5 Unexpected Ways To Fuel Your Story

5 Unexpected Ways To Fuel Your Story

Our inspiration for writing comes to us in unexpected ways. In this post, we discuss five unexpected ways to fuel your story.

Driving, running, dreaming – our post reveals the surprising ways we can feed our imagination as writers and storytellers.

Our inspiration for writing comes to us in unexpected ways. Often it is not when we’re at our desk or when we have paper and pen in our hands, but at times when we’re not even aware of it.

When you’re not ‘actively’ writing, your subconscious goes to work and imagination creeps in.

It’s probably happened to you before. The plot knot that has been frustrating you suddenly unravels. A radiant image blooms in your mind.  A mood for a scene takes hold of your heart.

All of it seems to come to us when we least expect it.

However, if you’re aware of the ways that creativity comes to us, you can harness it and use it to make your story stronger.

5 Unexpected Ways To Fuel Your Story

1. Driving

Annie Proulx says did most of her writing on her iconic short story ‘Brokeback Mountain’ while she was driving. In fact, a curve in Owl Canyon Road in Colorado became the curve that killed a main character’s parents.

To be honest, I have some great ideas while driving, but I seldom write these down when I’m back at home. It’s always a good idea to record what your imagination is trying to tell you – or it will slip away.

2. Walking, Running, Swimming

Research shows that there is a link between dopamine and creativity and problem solving. Dopamine is one of the happy chemicals in our brains and it’s no surprise that it is triggered by exercise.
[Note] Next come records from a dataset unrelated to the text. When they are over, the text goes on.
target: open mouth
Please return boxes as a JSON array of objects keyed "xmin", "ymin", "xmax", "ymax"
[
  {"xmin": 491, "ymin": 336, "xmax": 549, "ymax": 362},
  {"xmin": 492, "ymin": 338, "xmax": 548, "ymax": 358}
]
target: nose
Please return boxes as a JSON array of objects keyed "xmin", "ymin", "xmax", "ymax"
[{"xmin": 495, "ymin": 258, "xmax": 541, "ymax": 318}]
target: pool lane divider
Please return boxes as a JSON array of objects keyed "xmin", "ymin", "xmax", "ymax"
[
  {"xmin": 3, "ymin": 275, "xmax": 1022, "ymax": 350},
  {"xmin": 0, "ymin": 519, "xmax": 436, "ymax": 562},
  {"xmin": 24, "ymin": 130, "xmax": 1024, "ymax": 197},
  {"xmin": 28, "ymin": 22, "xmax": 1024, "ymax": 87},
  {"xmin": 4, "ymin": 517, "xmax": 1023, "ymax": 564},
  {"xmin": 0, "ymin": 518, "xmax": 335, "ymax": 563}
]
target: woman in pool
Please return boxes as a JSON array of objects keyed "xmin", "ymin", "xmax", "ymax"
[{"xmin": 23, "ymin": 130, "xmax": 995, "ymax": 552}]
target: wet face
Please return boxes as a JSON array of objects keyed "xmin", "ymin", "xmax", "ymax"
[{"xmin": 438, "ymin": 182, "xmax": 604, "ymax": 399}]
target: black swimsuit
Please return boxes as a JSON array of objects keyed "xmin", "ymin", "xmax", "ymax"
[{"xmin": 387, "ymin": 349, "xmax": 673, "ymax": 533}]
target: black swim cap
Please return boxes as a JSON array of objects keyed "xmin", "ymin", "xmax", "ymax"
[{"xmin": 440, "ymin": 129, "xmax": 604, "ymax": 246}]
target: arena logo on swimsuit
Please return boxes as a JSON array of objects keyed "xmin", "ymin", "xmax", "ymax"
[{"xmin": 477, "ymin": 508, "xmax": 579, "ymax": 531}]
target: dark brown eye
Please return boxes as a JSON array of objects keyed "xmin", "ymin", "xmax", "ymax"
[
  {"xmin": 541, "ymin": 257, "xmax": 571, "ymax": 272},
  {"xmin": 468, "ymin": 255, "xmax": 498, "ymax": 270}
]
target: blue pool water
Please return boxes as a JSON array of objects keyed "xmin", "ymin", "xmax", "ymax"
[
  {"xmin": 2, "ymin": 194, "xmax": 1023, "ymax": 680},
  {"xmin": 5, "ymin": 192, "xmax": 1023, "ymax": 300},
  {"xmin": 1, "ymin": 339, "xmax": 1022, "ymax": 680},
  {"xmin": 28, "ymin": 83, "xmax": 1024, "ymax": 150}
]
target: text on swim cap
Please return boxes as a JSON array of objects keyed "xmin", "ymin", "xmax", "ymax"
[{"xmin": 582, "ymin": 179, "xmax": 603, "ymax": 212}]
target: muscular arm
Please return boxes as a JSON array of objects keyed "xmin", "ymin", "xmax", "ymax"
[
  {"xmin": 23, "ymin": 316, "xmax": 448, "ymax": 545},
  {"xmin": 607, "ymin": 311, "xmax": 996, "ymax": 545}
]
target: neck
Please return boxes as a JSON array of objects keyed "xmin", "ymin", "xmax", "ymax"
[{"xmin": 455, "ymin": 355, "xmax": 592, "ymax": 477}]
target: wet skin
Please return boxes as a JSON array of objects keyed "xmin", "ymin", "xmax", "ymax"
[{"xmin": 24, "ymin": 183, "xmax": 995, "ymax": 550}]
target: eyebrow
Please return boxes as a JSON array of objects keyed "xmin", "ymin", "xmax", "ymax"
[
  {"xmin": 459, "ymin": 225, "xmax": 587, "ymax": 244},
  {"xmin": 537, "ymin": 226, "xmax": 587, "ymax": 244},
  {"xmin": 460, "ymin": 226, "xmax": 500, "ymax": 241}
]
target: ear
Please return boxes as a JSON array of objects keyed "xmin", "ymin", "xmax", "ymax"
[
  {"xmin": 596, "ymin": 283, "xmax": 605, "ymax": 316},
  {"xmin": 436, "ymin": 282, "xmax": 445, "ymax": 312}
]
Joyce Carol Oates, when confronted by frustrations in her writing, often goes for long afternoon runs to break her writer’s block. Malcolm Gladwell, author of Talking to Strangers, says he does a lot of ‘free association’ while running – with a lot of useful thinking going on at a subconscious level, he says.

Author of Hideous Kinky, Esther Freud has been swimming on the North Coast, UK at the same stretch of beach for 30 years as a sort of wet creative pilgrimage. Whether you do it in the sea or a swimming pool, taking to water is wildly liberating for a writer.

3. Listening To Music

Music seems to stimulate most writers. J.K. Rowling and Salman Rushdie, for example,  are fans of listening to The Beatles while writing.

Other writers listen to music that mirrors the mood of their stories. Some writers prefer listening to classical scores while writing, because they find the lyrics distracting.

4. Reading

I think we’re the most relaxed and receptive to creativity when we’re reading, either fiction or non-fiction.

Mary Higgins Clark, the suspense writer, read a magazine article about a young man who vanished from his college dormitory and phoned home every year, refusing to give information about why he left or where he was in the world. It became the plot trigger for her bestseller Where Are You Now?

5. Dreaming

Sue Monk Kidd writes down most of her dreams and says she got the ending to her novel, The Secret Life of Bees, from a dream she experienced.

If you can only remember a fragment of a dream, write it down. It’s a clue, it’s a start and you must follow it.  If you’re struggling with your writing, ask your subconscious to solve the problem while you’re asleep.

Feeding Your Story

‘The scraps that feed a story come from many cupboards,’ says Annie Proulx in her essay ‘Getting Movied’ about the filming of her story, ‘Brokeback Mountain’.

So true!  We must just be aware of where this store of ideas and creativity is placed in our world and ransack it when we need to.